Temperatures are expected to dip into the 40s next week in Whitehorse, while water temps will be in the 30s. Hypothermia was never a concern on the Hiwassee. It will be next week.

“It could be your stomach, your joints, hitting a rock in the river, it could be hypothermia,” Friberg said.

Friberg hasn’t seen bears on his Tennessee trips, either. In the twilight that constitutes a northern summer night, Friberg and Gavere could see any kind of wildlife.

“This is the part of the world that Jack London was famous for writing about,” Friberg said. “It’s very isolated. . I was asking a friend up there what the odds are that we’ll see a brown bear. He said, ‘You have a 100 percent chance of seeing many large brown bears.’ We may see some moose. Sometimes there could be some elk crossing the river.

“I hope we’ll have the strength to look to the side every once in awhile.”

For the first three hours on the water, Friberg will eat mostly carbohydrates-heavy snacks. After the first eighth of the trip, though, he’ll stick to protein.

At around 12 hours, Friberg expects to be in full tunnel vision. He said paddlers can slip into a feeling similar to a runner’s high, where adrenaline overpowers the aches. The most important thing is to keep consistent form, to not let fatigue bother technique.
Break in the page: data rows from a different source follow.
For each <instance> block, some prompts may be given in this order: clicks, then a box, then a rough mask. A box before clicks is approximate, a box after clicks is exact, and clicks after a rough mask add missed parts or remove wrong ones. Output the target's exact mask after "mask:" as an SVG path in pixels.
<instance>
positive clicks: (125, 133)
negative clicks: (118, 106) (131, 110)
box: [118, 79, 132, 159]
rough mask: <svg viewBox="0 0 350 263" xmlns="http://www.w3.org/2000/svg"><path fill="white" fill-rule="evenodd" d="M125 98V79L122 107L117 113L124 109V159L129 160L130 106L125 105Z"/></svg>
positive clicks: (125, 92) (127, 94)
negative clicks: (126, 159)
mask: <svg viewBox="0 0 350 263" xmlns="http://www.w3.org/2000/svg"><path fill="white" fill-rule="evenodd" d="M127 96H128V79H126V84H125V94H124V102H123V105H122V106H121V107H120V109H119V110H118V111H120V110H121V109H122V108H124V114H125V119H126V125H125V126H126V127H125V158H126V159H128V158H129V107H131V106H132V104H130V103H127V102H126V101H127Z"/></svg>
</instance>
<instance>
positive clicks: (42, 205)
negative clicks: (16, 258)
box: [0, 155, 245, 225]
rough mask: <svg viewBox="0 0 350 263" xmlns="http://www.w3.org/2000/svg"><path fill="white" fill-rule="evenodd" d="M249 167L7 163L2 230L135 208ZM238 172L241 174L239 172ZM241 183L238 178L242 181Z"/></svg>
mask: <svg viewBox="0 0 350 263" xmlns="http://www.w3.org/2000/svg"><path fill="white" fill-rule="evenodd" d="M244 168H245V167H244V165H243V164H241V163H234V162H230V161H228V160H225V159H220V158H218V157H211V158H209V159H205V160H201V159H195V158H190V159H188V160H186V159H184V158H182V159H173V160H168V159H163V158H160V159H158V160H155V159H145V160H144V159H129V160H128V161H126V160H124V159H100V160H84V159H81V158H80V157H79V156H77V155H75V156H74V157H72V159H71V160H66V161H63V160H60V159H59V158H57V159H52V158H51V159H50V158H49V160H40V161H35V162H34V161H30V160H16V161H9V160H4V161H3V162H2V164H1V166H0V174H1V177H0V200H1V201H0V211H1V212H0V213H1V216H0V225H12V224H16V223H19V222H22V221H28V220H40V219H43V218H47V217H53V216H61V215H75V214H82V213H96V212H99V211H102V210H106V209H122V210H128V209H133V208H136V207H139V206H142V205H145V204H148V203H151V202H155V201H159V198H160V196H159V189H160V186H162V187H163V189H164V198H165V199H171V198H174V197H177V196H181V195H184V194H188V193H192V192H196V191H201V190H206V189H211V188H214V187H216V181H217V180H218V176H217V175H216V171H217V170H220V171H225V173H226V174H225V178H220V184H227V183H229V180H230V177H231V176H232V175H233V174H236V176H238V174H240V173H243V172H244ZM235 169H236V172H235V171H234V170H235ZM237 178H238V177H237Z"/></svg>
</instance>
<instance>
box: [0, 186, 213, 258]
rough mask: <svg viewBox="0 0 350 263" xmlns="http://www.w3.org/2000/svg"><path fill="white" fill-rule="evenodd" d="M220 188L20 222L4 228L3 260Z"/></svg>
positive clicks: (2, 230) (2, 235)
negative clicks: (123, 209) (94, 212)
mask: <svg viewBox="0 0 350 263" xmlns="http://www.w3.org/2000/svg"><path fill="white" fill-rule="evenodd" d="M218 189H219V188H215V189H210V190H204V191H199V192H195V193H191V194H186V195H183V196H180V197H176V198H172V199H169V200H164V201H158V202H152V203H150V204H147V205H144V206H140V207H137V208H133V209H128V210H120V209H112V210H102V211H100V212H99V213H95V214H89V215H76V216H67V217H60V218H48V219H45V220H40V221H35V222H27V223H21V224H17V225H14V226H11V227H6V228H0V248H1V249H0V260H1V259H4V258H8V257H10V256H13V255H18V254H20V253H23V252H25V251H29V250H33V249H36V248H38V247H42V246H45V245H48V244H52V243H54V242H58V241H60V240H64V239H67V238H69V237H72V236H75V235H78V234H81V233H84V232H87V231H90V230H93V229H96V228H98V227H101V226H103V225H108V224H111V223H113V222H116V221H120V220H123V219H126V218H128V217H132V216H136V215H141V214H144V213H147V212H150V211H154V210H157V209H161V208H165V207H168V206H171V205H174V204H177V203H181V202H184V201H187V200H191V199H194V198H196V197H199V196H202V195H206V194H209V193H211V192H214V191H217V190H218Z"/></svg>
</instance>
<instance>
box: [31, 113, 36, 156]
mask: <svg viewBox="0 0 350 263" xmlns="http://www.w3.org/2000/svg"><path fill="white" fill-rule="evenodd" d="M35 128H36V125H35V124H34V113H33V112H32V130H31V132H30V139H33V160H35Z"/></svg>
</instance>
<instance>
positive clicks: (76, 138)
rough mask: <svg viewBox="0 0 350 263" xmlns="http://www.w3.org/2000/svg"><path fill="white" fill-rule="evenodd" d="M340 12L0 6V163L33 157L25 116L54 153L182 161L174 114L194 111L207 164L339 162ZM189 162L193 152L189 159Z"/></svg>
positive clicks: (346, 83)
The support boat will be there the entire trip. Food and a change of clothes will be available if needed.

After the 200-plus miles on the board are completed, Friberg and Gavere will crawl back into the boat with what energy remains. It could still be another 100-mile trip to a takeout point.

Friberg’s return to Chattanooga is likely dependent on what day the paddling begins.

The wait, though, before another mission comes into focus, won’t be long.

“(Gavere and I) will probably do more things together in the future,” Friberg said. “We’ve already talked about a couple of things to do in the future for the next little mission.”